優しい瞳で、優しい微笑みで、花壇の花を見る牧下。本当に牧下は天使だ、不浄な世界に舞い降りた天使。でも


「本当に笑うようになったな牧下は」


すっと独りぼっちだった牧下。性格が損したのか、他人との距離をつかめず、ずっと孤独に耐えた女の子。


B棟三階右端の教室に来た時は、俺と一之瀬を頼って、本気で友達を探しに来ていた。自分に自信がなくて、自分は必要じゃないって勝手に思い込んでいた牧下。


そんな牧下が今では本当に笑うようになった。クラスでも色々は奴と絡むようになった。俺はそれが嬉しい。

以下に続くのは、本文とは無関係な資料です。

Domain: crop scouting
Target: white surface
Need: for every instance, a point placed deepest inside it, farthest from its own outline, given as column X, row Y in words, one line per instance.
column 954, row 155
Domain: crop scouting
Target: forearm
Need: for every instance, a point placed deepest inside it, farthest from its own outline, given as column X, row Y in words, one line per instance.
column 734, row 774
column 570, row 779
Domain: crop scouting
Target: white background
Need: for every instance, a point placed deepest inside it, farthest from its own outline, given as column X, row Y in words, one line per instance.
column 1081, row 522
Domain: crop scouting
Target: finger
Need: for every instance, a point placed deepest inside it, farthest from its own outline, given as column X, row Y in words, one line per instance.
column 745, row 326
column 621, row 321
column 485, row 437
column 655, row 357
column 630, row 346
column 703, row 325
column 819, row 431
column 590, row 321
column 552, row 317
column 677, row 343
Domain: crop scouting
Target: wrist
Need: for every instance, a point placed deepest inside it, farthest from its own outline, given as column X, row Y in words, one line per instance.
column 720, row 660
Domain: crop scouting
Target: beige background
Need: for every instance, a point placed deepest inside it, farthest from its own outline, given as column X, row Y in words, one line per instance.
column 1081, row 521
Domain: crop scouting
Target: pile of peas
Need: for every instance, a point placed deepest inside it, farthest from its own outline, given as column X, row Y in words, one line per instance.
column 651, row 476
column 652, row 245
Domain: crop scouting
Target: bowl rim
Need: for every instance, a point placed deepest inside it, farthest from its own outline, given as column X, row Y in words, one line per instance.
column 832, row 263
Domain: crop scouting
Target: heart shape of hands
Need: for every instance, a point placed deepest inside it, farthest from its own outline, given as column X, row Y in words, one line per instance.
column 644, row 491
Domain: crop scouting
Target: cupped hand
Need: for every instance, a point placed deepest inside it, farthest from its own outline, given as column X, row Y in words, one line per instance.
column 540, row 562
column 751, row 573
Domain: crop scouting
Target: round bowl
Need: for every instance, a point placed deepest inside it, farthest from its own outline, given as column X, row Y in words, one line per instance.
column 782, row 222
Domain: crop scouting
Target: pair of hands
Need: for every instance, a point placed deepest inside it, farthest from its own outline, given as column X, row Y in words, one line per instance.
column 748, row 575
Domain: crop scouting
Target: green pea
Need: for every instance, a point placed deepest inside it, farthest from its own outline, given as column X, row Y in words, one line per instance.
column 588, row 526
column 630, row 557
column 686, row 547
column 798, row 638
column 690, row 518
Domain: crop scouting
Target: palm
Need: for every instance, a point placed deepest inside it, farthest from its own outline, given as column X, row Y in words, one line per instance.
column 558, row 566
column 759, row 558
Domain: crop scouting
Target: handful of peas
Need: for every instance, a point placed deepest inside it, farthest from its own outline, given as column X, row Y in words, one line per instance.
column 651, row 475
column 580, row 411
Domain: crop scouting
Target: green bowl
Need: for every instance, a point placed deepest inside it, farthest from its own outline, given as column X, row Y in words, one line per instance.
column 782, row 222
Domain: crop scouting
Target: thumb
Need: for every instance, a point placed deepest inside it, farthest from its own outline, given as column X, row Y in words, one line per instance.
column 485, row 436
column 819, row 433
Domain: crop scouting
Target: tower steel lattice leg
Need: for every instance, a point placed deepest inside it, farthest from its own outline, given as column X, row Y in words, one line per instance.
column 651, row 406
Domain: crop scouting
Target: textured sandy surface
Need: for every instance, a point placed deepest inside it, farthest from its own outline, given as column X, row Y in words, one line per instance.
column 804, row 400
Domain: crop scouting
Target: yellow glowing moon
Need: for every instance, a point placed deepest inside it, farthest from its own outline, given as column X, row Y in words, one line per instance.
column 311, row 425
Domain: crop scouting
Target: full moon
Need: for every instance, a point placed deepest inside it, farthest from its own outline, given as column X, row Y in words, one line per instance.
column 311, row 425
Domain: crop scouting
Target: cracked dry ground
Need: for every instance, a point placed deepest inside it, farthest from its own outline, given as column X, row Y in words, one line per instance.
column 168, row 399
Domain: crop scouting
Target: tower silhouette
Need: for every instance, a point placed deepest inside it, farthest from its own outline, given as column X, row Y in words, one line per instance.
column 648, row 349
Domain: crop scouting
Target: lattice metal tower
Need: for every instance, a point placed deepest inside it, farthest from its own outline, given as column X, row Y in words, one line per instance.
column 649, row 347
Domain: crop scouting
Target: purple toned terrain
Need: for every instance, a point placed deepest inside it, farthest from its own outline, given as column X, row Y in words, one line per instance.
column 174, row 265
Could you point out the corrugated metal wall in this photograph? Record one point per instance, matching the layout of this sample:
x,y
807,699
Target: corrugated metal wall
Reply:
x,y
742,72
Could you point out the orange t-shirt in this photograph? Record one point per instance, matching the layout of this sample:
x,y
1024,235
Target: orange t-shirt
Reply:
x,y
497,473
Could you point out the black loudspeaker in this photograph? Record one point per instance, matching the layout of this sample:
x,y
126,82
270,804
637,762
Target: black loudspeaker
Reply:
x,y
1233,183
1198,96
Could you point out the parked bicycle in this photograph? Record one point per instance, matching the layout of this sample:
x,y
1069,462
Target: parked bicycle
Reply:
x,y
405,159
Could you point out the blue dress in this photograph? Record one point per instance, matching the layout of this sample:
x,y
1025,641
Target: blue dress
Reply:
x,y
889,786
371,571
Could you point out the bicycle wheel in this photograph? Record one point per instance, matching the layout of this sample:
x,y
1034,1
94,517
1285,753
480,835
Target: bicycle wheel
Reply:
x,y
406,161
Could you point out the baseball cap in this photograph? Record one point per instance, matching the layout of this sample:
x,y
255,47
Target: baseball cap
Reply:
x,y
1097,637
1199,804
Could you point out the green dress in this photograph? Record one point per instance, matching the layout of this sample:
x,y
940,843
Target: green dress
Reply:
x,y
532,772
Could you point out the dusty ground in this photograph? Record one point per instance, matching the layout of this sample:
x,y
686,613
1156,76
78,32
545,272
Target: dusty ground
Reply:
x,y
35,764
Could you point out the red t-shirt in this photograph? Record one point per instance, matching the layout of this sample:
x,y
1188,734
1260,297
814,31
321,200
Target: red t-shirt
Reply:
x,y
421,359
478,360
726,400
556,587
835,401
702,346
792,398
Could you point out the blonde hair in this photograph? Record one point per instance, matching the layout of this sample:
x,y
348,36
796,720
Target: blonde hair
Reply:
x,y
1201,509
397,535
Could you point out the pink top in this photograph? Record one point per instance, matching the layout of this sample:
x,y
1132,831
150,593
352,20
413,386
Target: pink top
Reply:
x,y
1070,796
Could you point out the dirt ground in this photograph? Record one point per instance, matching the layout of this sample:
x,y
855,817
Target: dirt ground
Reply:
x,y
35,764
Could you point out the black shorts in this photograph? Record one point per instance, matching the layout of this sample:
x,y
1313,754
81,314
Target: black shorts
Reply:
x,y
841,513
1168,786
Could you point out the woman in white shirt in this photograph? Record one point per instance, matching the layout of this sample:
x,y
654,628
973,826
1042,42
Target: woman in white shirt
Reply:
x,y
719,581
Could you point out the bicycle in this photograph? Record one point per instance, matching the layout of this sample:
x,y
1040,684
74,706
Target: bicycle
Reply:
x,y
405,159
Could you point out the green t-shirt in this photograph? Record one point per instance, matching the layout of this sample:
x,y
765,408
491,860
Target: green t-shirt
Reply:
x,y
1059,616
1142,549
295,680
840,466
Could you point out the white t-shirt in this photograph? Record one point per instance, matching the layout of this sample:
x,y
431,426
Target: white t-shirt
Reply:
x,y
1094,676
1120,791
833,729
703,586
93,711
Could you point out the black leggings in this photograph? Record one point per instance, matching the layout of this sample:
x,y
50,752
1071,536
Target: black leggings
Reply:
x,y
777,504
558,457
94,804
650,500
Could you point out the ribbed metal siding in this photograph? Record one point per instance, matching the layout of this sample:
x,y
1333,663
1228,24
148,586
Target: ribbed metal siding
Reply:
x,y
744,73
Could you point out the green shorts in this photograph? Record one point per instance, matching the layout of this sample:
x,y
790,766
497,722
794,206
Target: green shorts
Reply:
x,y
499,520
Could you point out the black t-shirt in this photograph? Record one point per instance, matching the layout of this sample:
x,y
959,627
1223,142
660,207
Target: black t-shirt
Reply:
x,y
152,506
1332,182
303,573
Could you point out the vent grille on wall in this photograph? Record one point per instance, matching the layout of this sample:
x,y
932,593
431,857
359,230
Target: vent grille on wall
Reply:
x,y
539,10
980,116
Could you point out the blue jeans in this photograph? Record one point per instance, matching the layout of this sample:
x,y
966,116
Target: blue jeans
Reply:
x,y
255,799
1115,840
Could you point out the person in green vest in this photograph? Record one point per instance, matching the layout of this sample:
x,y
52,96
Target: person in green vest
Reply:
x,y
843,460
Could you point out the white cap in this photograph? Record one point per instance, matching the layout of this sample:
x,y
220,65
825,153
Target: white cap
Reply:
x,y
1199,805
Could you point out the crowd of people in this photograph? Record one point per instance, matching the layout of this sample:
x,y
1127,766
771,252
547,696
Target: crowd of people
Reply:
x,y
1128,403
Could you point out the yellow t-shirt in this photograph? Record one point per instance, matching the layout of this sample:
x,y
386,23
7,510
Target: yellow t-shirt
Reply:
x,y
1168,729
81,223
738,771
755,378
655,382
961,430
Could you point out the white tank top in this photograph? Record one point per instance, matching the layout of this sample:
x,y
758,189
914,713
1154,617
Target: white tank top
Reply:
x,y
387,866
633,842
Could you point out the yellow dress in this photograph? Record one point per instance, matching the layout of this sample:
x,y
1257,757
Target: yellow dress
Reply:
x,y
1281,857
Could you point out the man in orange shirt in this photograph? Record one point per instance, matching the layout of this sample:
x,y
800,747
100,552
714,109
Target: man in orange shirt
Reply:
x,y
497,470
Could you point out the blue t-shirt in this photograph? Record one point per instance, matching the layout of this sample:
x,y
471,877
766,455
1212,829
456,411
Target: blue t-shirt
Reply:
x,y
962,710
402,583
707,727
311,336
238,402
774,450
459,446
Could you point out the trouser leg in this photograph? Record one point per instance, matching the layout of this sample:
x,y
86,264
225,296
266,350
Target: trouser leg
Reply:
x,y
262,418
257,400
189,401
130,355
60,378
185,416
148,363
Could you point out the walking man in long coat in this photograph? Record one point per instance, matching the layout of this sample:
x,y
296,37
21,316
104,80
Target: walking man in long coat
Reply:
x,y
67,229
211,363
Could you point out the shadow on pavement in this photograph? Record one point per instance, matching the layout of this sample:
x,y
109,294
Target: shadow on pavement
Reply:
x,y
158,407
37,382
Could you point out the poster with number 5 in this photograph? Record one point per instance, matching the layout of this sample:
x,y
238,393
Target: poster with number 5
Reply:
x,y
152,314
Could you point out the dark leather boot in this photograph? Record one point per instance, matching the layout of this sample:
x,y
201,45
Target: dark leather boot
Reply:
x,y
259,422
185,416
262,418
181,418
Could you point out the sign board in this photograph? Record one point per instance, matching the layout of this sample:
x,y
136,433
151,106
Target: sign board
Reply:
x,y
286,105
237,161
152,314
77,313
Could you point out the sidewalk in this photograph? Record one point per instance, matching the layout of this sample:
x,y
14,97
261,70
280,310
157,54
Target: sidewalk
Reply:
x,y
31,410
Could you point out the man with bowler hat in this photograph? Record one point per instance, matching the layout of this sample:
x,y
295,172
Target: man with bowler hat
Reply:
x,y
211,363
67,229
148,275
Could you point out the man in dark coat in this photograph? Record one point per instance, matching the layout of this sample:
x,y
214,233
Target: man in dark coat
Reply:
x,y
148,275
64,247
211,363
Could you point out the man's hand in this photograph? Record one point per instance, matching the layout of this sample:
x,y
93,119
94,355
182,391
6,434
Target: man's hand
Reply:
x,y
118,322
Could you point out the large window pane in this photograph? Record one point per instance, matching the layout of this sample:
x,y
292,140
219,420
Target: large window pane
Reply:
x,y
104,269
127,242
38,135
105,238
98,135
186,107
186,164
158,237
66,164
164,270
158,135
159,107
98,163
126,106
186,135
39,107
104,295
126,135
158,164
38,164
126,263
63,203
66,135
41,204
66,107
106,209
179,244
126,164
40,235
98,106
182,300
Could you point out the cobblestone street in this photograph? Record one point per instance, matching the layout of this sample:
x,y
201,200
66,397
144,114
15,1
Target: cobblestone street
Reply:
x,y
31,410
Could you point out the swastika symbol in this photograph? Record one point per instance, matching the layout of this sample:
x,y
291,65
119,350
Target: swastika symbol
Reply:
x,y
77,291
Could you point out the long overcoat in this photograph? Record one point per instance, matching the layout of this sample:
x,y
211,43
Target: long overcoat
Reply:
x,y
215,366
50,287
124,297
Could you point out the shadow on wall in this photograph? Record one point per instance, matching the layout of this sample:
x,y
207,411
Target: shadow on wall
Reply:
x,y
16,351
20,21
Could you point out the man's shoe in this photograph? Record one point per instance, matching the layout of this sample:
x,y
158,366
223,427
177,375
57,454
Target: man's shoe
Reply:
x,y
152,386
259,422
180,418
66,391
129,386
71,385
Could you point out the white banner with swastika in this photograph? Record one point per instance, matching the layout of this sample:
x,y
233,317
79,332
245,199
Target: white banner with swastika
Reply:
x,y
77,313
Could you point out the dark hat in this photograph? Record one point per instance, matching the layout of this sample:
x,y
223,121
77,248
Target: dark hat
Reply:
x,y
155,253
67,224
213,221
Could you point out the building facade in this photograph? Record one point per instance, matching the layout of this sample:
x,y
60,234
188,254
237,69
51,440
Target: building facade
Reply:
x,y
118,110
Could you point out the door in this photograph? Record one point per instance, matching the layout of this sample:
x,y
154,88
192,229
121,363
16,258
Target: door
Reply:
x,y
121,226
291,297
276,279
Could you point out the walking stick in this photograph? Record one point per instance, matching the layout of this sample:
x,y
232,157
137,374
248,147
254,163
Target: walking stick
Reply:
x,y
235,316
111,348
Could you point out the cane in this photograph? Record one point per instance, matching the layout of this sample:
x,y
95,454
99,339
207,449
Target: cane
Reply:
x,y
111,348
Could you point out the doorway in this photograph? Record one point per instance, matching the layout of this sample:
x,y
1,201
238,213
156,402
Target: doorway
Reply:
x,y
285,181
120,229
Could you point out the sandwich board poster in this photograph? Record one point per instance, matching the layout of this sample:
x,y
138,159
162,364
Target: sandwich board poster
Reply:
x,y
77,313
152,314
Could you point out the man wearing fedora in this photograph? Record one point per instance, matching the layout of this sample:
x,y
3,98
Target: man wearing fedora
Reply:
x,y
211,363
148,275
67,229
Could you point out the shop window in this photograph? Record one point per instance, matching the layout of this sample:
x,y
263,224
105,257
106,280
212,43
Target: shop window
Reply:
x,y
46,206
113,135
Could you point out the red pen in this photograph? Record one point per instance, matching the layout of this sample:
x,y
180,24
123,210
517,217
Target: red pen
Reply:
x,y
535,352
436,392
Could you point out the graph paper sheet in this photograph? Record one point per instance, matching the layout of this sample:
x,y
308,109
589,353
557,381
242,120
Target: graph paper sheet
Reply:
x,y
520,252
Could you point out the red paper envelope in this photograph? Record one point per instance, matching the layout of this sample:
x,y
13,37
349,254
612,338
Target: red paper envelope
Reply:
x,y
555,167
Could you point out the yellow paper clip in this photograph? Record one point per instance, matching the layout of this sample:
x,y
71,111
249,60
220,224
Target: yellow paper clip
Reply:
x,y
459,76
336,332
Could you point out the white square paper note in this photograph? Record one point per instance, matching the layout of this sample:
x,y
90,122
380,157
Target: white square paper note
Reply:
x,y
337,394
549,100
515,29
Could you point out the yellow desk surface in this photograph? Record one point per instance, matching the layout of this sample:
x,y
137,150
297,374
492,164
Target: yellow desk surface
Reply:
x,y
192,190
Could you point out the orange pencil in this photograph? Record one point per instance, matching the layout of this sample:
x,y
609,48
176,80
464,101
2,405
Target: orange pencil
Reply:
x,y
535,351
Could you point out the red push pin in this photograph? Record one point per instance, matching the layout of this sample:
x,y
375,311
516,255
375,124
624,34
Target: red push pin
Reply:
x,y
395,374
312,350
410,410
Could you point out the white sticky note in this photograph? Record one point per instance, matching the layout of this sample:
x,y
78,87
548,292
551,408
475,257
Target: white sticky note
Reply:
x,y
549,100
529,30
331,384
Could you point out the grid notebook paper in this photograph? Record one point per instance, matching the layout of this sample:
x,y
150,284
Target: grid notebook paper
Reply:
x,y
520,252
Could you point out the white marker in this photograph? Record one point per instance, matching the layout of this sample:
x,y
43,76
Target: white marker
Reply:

「う、うん。ぜ、全部、さ、小枝樹くんと、み、皆のおかげ」


「俺等は何もしてないよ、ただ牧下と友達になりたかっただけだ。だからもう自分は必要ないとか思うなよ」


「も、もう思わないよ。わ、私皆の事大好きだから、だ、だから思わないよ」


著しく成長を見せる牧下。そんな牧下が少し羨ましかった。何も変わらない俺、他者を傷付ける事しか出来ない俺、一之瀬を苦しめた俺。


そんな風に思いながら、俺も牧下の隣にしゃがみ、小さくて綺麗な花を眺めた。目の前に咲いている花はとても小さいのに、一生懸命咲いていて、時折吹く強い風にも負けないで精一杯生きている。


花の良い香りが俺の鼻を刺激した。


「ど、どうしたの、さ、小枝樹くん」


牧下の突然の言葉で俺は動揺した。


「どうしたって、なにがだよ」


「な、なんか辛そうな、か、顔してたから……」


今の俺の顔は辛そうにしてるのか……。鏡で見たいよ、つまんない俺の顔を……。


「大丈夫だよ。心配してくれてありがとな。よし、帰るか。どうだ牧下、途中まで一緒に帰るか?」


心配してくれている牧下の曇る表情を俺は見ていたくなかった。俺の事なんかで苦しい思いはして欲しくない。俺みたいな凡人の為に……。


「う、うん。い、一緒に帰ろっか」


そう言い牧下は笑った。俺の事を気にかけながら、それでも笑ってくれた。なのに今の俺には何もしてやれない。


そんな事を考えながら、俺と牧下は校門に着く。そこで事件が起こる。


「あれー?小枝樹とマッキーじゃん。今帰り?」


校門で俺と牧下に話しかけてきたのは佐々路だった。誰かを待っているのか、何をしているのか分からない。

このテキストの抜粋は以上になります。